帰宅してすぐ、いつものクセですぐに時計を預けた場所。
真上に伸びた真っ白い耳を持つうさぎの置物は、重たそうに俺の時計を抱いていた。
「……いいんですか?」
「そのための場所、でしょ?」
開かれたままの箱から時計を取り出し、彼女の左手首を持ち上げる。
カチリと音を立ててブレスレットを留めたものの、やはりまだ余裕があった。
金具は一緒にもらってきたので、あとで調整すればいいだろうが、今はまだこれでいい。
似合えばいいなと期待して購入したものが、予想以上に気に入ってもらえて何よりも嬉しかった。

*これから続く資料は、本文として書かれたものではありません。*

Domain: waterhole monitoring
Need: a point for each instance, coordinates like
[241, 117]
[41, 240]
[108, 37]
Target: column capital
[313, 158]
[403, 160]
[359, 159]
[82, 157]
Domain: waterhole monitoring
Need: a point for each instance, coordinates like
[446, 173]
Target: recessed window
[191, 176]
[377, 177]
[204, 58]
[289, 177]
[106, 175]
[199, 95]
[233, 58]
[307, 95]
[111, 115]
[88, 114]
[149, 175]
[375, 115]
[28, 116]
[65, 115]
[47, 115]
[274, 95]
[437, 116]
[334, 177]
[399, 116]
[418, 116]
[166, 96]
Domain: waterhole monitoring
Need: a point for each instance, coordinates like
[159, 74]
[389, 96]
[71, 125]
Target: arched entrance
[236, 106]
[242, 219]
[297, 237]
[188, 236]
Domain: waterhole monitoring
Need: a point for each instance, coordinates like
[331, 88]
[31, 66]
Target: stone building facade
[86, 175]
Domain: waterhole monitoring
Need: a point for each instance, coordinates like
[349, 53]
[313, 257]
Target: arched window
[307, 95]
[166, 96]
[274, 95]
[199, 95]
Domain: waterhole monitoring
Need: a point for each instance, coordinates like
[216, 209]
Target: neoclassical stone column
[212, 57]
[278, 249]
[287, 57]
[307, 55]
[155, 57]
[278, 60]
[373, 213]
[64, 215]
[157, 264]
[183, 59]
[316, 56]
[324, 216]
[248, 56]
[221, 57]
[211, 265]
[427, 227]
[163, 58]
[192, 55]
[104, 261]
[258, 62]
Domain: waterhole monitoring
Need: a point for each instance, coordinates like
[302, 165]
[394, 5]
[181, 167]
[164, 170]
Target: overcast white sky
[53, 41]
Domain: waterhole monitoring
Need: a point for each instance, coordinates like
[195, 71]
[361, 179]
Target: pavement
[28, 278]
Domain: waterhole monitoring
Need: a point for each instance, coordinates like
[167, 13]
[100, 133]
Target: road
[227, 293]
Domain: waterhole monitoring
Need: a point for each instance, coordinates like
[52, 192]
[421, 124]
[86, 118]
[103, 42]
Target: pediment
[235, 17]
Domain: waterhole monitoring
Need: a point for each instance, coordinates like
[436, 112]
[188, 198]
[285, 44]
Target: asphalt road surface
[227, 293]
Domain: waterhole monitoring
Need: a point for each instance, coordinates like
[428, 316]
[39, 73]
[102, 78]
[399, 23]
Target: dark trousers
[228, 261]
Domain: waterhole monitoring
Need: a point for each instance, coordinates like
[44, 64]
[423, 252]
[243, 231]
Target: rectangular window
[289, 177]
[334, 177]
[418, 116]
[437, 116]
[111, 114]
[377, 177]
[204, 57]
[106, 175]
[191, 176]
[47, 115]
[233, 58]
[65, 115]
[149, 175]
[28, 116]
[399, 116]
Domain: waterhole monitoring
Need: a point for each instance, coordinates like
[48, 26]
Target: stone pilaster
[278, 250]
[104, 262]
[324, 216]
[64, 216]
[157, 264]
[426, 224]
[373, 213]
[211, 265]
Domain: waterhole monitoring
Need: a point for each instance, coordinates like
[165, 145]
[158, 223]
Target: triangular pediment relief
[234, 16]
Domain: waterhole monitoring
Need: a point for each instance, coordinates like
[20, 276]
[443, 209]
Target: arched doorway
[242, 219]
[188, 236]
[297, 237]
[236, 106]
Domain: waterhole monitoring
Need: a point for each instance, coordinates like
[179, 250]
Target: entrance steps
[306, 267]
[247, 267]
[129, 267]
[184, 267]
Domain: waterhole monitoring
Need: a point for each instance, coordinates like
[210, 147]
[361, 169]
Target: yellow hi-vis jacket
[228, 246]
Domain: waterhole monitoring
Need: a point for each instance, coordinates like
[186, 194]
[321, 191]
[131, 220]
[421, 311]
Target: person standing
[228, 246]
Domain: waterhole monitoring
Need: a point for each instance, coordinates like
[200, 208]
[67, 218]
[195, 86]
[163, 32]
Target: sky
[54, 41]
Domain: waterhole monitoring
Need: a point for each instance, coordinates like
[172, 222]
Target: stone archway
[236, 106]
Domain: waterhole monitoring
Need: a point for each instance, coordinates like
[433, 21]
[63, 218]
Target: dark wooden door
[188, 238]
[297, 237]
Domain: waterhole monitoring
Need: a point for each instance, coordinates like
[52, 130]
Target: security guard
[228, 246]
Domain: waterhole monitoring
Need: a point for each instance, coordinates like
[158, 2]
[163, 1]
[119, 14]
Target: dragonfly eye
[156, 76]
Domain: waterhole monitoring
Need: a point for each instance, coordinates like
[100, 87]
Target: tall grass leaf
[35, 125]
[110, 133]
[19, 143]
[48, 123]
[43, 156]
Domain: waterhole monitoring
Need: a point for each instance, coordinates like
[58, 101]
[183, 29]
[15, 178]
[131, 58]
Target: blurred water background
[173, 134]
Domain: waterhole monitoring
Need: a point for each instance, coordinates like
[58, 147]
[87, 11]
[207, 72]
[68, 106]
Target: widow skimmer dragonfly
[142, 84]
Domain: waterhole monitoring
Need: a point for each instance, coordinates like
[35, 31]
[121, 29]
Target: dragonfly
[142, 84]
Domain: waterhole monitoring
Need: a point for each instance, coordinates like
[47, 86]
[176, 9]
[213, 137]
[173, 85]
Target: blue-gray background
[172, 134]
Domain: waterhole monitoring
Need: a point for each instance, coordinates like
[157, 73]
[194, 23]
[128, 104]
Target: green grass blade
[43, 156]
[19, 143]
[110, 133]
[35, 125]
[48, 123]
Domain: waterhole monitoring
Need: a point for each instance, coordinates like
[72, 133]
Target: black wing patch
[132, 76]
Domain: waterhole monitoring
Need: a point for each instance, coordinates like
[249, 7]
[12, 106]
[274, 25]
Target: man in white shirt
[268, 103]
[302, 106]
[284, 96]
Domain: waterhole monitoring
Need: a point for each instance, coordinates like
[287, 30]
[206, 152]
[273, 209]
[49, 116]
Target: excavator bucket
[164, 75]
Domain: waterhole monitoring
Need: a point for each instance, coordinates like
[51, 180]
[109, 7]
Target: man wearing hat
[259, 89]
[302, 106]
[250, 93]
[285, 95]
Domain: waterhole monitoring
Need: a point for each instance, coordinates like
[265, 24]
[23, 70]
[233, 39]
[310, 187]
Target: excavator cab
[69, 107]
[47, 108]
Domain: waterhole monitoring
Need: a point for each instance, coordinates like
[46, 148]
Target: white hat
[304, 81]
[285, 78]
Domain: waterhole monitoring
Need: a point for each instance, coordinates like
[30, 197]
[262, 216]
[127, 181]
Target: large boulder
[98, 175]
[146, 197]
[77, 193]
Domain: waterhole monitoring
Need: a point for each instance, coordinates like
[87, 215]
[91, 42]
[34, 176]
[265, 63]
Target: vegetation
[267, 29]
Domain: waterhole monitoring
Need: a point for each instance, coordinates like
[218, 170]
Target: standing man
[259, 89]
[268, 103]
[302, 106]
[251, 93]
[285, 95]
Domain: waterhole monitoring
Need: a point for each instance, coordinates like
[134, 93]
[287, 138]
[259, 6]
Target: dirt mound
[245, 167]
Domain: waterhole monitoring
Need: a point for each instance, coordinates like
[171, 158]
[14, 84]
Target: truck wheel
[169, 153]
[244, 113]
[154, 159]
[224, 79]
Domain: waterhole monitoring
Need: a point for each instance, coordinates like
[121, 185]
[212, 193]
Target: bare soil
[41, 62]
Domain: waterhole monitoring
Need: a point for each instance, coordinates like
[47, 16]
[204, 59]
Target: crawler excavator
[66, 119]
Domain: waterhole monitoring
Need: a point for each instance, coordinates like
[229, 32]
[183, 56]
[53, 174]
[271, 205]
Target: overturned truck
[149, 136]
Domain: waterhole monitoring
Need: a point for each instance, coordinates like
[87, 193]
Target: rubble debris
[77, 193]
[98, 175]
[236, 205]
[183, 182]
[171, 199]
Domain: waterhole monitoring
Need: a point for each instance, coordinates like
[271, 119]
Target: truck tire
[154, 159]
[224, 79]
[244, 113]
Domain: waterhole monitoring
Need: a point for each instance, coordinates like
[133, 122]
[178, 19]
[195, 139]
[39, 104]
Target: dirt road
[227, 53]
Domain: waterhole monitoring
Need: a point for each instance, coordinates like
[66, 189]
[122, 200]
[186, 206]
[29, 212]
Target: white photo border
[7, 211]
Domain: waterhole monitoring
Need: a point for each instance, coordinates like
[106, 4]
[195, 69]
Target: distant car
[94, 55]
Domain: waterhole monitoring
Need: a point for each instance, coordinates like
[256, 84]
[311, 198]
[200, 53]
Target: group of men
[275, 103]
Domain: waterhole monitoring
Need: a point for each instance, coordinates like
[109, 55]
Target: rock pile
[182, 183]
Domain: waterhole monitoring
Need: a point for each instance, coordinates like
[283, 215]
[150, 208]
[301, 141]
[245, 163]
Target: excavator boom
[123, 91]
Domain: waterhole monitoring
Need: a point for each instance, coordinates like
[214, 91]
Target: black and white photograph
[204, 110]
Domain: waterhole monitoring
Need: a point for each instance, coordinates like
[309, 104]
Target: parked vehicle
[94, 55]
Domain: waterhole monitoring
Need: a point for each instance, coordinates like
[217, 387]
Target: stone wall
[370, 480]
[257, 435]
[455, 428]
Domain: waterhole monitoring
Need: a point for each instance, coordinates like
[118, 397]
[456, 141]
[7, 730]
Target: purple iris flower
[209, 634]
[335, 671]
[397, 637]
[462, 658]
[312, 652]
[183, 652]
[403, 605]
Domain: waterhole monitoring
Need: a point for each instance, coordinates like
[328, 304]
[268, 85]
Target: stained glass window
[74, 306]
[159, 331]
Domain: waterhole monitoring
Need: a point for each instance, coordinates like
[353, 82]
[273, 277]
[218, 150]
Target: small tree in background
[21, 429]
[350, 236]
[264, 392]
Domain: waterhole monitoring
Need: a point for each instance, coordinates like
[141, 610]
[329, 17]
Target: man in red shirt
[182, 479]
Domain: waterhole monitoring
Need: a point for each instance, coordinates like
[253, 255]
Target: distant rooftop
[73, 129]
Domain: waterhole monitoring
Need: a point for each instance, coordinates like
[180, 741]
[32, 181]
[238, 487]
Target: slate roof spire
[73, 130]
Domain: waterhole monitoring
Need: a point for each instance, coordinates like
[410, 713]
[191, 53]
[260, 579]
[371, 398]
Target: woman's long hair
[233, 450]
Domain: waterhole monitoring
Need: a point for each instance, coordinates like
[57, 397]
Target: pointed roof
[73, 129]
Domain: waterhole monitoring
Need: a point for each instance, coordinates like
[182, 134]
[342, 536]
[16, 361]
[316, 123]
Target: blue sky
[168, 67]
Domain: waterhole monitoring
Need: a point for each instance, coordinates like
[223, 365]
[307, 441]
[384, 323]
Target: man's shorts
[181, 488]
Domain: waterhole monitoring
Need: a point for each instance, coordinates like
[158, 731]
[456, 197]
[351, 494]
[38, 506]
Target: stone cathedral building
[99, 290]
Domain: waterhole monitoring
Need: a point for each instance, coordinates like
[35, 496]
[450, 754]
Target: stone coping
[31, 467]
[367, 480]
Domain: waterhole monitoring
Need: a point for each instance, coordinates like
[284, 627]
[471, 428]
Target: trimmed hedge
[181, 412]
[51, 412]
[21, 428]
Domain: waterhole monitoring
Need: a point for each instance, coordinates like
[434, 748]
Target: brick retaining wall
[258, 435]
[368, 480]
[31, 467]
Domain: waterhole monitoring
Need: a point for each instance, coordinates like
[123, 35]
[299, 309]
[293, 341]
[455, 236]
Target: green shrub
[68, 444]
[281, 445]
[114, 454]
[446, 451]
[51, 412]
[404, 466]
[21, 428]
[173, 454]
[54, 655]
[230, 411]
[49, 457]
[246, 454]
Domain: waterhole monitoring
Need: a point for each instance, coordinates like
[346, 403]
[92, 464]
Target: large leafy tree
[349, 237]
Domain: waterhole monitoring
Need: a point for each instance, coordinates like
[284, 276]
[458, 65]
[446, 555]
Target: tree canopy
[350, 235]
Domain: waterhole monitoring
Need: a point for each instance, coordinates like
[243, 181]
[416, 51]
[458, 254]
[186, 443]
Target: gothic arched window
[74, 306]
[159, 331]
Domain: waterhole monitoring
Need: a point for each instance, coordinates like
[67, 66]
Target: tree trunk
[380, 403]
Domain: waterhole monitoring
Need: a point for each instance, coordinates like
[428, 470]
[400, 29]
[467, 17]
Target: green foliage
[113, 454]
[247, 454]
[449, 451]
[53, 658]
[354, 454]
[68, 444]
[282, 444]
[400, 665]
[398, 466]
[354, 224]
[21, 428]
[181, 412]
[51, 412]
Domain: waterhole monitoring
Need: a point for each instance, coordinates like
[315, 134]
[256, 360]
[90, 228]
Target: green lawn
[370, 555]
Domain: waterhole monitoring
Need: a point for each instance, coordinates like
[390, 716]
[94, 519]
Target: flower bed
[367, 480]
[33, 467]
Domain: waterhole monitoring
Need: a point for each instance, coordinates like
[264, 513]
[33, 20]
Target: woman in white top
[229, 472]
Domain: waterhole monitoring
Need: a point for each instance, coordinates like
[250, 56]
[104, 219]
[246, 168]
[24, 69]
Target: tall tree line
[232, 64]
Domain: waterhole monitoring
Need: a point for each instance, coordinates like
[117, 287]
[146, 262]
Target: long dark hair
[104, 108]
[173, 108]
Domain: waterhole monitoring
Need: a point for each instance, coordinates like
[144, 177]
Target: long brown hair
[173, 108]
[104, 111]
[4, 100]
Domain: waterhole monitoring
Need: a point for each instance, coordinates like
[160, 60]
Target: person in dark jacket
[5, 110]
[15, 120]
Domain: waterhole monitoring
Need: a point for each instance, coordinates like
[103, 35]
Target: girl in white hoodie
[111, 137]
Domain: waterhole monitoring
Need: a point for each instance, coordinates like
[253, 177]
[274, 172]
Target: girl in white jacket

彼女にかぎっていえば、社交辞令なんてモノは存在しないからな。
「……ん?」
「えっと、なんか……大人っぽいなぁって」
まじまじと時計を見ていた彼女が、はにかんで笑った。
大人っぽい、ね。
確かに、こういうきっちりとした“時計”は、オフィスを彷彿とさせる。
が、彼女も社会人まであとわずか。
入学祝いを“俺”が渡したのかどうかは知らないが、ここまで喜んでもらえれば何よりも本望だ。
「ぽい、じゃなくて十分オトナだよ」
「っ……」
頬へ手を伸ばし、指先で触れてから包み込むように這わせる。
わずかに目を丸くしたのがわかり、だからこそ笑みが浮かんだ。
そういう顔をしてくれるこの子が、俺にとって子どもであるはずない。
どきどきさせられてばかりなんだから。
「今日は……このまま送らないから」
ゆっくりと顔を近づけ、口づける前にささやく。
ちょうど視線が落ちたとき、こくりと細い喉が動いて見えた。
期待してくれてる?
だとしたら、一層……どきどきするね。たまらなく。
引き留めたい、よりももっとずっと強くて欲望的なワガママゆえの言葉。
だが、彼女は口づける手前、言葉ではなく小さくうなずいて意志を示してくれた。
夜はこれから。
いや。俺たちの夜は、とあえて強調するべきか。